Bertrand Russell rappelait déjà que le pouvoir n’est pas un droit abstrait, mais une capacité tangible, un flux qui circule là où les liens humains, économiques et institutionnels se nouent. La politique ne se lit pas dans les intentions ; elle se mesure dans les réseaux invisibles, dans les obligations tacites, dans les échanges qui structurent le monde réel.

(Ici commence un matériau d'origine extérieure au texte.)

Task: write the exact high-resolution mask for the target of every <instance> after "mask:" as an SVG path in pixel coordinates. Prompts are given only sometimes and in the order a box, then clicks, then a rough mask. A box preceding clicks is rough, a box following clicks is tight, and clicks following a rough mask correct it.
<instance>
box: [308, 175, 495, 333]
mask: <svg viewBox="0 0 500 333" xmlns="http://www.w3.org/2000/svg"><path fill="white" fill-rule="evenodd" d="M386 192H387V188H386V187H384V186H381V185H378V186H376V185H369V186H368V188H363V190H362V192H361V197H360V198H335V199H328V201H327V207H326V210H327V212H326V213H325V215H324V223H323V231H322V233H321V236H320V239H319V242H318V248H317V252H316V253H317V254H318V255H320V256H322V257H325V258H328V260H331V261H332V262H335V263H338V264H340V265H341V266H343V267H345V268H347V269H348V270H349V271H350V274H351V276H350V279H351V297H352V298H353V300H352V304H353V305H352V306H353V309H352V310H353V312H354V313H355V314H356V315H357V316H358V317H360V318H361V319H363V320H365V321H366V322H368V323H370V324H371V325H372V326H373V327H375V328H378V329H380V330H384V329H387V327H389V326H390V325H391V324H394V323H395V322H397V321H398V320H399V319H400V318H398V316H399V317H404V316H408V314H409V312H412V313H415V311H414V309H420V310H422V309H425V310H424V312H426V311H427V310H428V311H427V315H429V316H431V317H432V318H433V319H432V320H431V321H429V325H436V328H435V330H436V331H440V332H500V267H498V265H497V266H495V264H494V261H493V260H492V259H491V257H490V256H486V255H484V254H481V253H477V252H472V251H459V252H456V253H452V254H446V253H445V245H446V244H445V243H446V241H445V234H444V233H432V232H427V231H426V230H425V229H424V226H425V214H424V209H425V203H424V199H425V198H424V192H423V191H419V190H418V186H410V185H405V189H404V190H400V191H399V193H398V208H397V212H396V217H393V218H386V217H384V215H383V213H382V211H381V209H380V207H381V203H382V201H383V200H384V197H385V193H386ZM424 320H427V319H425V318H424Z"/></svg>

Soutenir un mouvement, un projet ou un acteur politique sans négocier sa place, sans formaliser sa contribution, c’est offrir ses compétences à l’air et croire que le vide saura les retenir. Bruce Bueno de Mesquita et ses analyses sur la survie politique montrent que ceux qui prospèrent ne sont pas ceux qui croient au mérite ou à la vertu, mais ceux qui savent tisser des coalitions, créer des obligations réciproques et maintenir des alliances. La loyauté non transformée en engagement tangible devient un geste flottant, admirable mais silencieux, dans un espace où le pouvoir circule selon ses propres lois.
John Higley rappelait que la politique réelle dépend souvent des élites, de leur capacité à verrouiller des ressources et des positions, et que compter sur la seule bonne foi est une erreur universelle. Demander sa place n’est pas trahir sa fidélité ; négocier son rôle n’est pas manquer de loyauté. Comprendre que l’influence naît de l’échange et non de la seule conviction, c’est accepter la réalité nue du pouvoir. Soutenir sans contrepartie, c’est se croire acteur alors qu’on reste spectateur, c’est offrir sa force sans s’assurer qu’elle trouve une place durable et reconnue.

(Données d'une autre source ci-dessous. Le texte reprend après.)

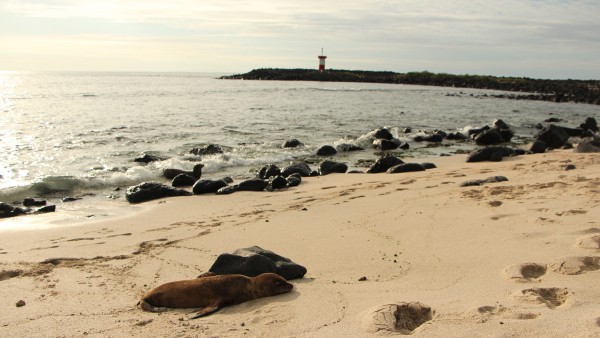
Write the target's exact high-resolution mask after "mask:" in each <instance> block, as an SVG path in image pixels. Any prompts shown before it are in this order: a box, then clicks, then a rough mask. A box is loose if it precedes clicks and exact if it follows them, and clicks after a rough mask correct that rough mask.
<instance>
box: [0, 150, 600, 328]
mask: <svg viewBox="0 0 600 338" xmlns="http://www.w3.org/2000/svg"><path fill="white" fill-rule="evenodd" d="M464 158H465V157H464V156H461V155H456V156H452V157H444V158H439V159H438V160H436V161H435V163H436V165H437V166H438V168H436V169H432V170H427V171H425V172H414V173H403V174H364V175H358V174H357V175H354V174H352V175H349V174H332V175H327V176H321V177H314V178H306V180H305V181H304V182H303V183H302V184H301V185H300V186H298V187H294V188H290V189H288V190H284V191H278V192H273V193H270V192H269V193H258V192H238V193H235V194H232V195H223V196H220V195H210V196H205V195H202V196H189V197H173V198H168V199H163V200H155V201H150V202H147V203H144V204H142V206H143V207H142V209H143V210H140V212H136V213H135V214H132V215H129V216H127V217H122V218H117V219H107V220H102V221H94V222H90V223H88V224H85V225H82V226H73V227H66V228H54V229H46V230H41V231H30V232H24V231H20V232H19V231H15V232H2V234H3V236H2V240H0V254H1V255H0V257H2V261H1V264H2V266H1V268H0V270H1V271H2V276H3V278H2V279H4V280H0V283H2V285H3V286H4V287H3V288H2V289H1V291H0V296H1V297H2V299H5V301H3V302H2V303H1V304H0V310H1V311H2V313H4V314H5V316H3V318H2V319H0V333H2V335H6V336H11V335H17V334H18V335H26V336H62V335H69V336H73V335H86V336H106V335H110V336H131V335H133V336H144V335H149V334H154V335H171V336H173V335H175V336H186V335H208V336H223V337H229V336H239V335H243V334H247V335H250V336H265V335H277V336H298V335H301V336H311V337H338V336H339V337H341V336H366V337H370V336H374V335H373V334H372V333H369V332H370V331H368V330H369V328H370V327H371V325H373V323H372V322H371V321H370V319H369V318H370V317H369V316H370V313H371V312H370V311H371V309H373V308H374V307H377V306H380V305H382V304H389V303H392V302H420V303H422V304H424V305H426V306H429V307H431V308H432V310H433V312H434V313H433V316H432V319H431V320H429V321H427V322H425V323H424V324H422V325H421V326H419V327H418V328H416V329H415V330H414V331H413V332H412V334H413V335H414V336H418V337H419V336H423V337H441V336H469V335H481V336H490V335H504V336H507V335H518V336H528V337H534V336H541V335H546V336H557V335H571V336H573V335H575V336H582V337H588V336H589V337H592V336H593V335H595V334H597V332H598V330H599V329H600V327H599V324H597V321H598V319H599V318H600V312H599V311H598V309H597V306H596V304H598V303H599V302H600V292H598V291H597V287H595V285H596V280H597V277H598V274H599V273H600V271H598V270H600V263H597V265H596V263H594V262H596V258H595V257H599V255H600V251H599V250H600V249H598V248H594V247H593V245H594V243H596V242H594V241H595V238H596V237H597V236H598V235H599V234H600V225H599V224H598V223H597V222H596V221H595V220H596V219H598V217H599V216H600V208H598V206H599V204H600V200H598V199H597V197H596V195H597V186H598V184H600V158H598V157H597V155H596V154H581V153H574V152H573V151H572V150H554V151H551V152H548V153H544V154H533V155H524V156H518V157H510V158H507V159H506V160H504V161H502V162H493V163H492V162H481V163H466V162H464ZM568 164H572V165H574V166H575V169H574V170H566V169H565V167H566V165H568ZM497 175H502V176H506V177H507V178H508V181H507V182H499V183H490V184H486V185H482V186H478V187H460V186H459V183H461V182H463V181H467V180H471V179H485V178H487V177H490V176H497ZM599 243H600V242H599ZM251 245H258V246H260V247H263V248H265V249H268V250H272V251H274V252H276V253H278V254H281V255H283V256H285V257H289V258H290V259H292V260H293V261H294V262H297V263H299V264H302V265H304V266H305V267H306V268H307V269H308V273H307V274H306V276H305V277H304V278H303V279H300V280H294V281H292V283H293V284H294V291H293V292H292V293H290V294H286V295H282V296H277V297H272V298H266V299H260V300H256V301H252V302H248V303H244V304H241V305H238V306H233V307H228V308H225V309H223V310H221V311H220V312H218V313H216V314H214V315H211V316H209V317H206V318H203V319H198V320H195V321H188V320H187V319H186V317H188V312H189V311H188V310H175V311H169V312H166V313H163V314H154V313H146V312H142V311H141V310H140V309H138V308H136V307H135V303H136V302H137V299H138V298H139V296H140V295H141V294H142V293H143V292H145V291H148V290H149V289H150V288H152V287H154V286H157V285H158V284H161V283H164V282H168V281H173V280H179V279H188V278H195V277H196V276H197V275H199V274H200V273H202V272H205V271H207V270H208V268H209V267H210V265H211V264H212V262H213V261H214V259H215V258H216V257H217V255H219V254H221V253H224V252H232V251H233V250H235V249H238V248H243V247H248V246H251ZM599 245H600V244H599ZM572 257H588V259H587V262H588V263H589V264H588V265H585V264H584V265H585V266H583V267H582V269H580V270H579V271H576V270H571V272H573V271H575V272H576V274H570V273H566V272H565V271H562V270H561V269H560V266H565V264H563V263H565V262H567V263H566V265H567V266H571V267H573V269H575V268H576V267H577V266H576V264H575V263H572V260H569V259H570V258H572ZM43 262H47V263H43ZM531 263H537V264H540V265H544V266H545V269H544V273H542V274H541V275H538V276H536V277H532V276H526V278H525V277H523V276H520V277H519V276H517V275H516V274H515V272H514V271H517V272H518V271H523V270H522V269H521V270H519V269H516V270H514V269H513V268H511V267H514V266H517V267H518V266H521V265H524V266H525V267H527V266H529V265H527V264H531ZM561 264H562V265H561ZM586 264H587V263H586ZM567 272H568V271H567ZM517 274H518V273H517ZM361 277H365V278H366V280H364V281H360V279H361ZM519 278H521V280H519ZM536 290H537V291H536ZM540 290H542V291H540ZM543 290H545V291H543ZM557 290H558V291H557ZM538 291H539V292H542V293H538V294H537V296H536V293H535V292H538ZM559 291H560V292H559ZM544 292H550V296H549V295H548V294H546V293H544ZM553 292H554V293H553ZM19 300H23V301H24V302H25V306H22V307H16V306H15V303H16V302H17V301H19ZM242 324H244V325H242ZM382 333H383V332H380V333H379V335H381V334H382Z"/></svg>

Reconnaître cette loi ne dénature ni l’éthique ni l’engagement ; au contraire, cela transforme l’énergie et le talent en outils concrets, en position tangible d’influence et de participation. La politique n’est ni un poème ni une morale abstraite. Elle est tissée de liens, de dettes et de négociations. Ceux qui comprennent que soutenir, c’est aussi savoir se positionner, se lier, se faire reconnaître, finissent par compter vraiment dans le flux invisible où se décide le monde.

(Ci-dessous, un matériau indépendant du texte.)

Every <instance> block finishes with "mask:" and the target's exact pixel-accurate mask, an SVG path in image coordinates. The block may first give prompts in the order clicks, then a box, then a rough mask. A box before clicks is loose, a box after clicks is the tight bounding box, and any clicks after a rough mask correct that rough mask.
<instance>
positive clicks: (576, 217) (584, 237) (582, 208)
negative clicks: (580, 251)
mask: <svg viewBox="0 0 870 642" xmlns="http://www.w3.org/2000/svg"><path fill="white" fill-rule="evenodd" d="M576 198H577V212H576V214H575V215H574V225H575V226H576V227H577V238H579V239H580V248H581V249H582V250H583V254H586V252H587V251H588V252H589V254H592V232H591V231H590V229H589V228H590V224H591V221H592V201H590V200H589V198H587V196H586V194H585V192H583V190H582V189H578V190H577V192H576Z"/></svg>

Comme le soulignait Machiavel dans Le Prince, il ne suffit pas d’aimer le pouvoir pour l’exercer ; il faut connaître les mécanismes, comprendre la circulation des alliances et mesurer la valeur de chaque soutien. Et c’est cette lucidité, savoir que tout engagement doit être inscrit dans un réseau, qu’aucune loyauté ne survit sans reconnaissance, qu’aucune compétence ne se valorise seule, qui distingue ceux qui comptent de ceux que l’on oublie.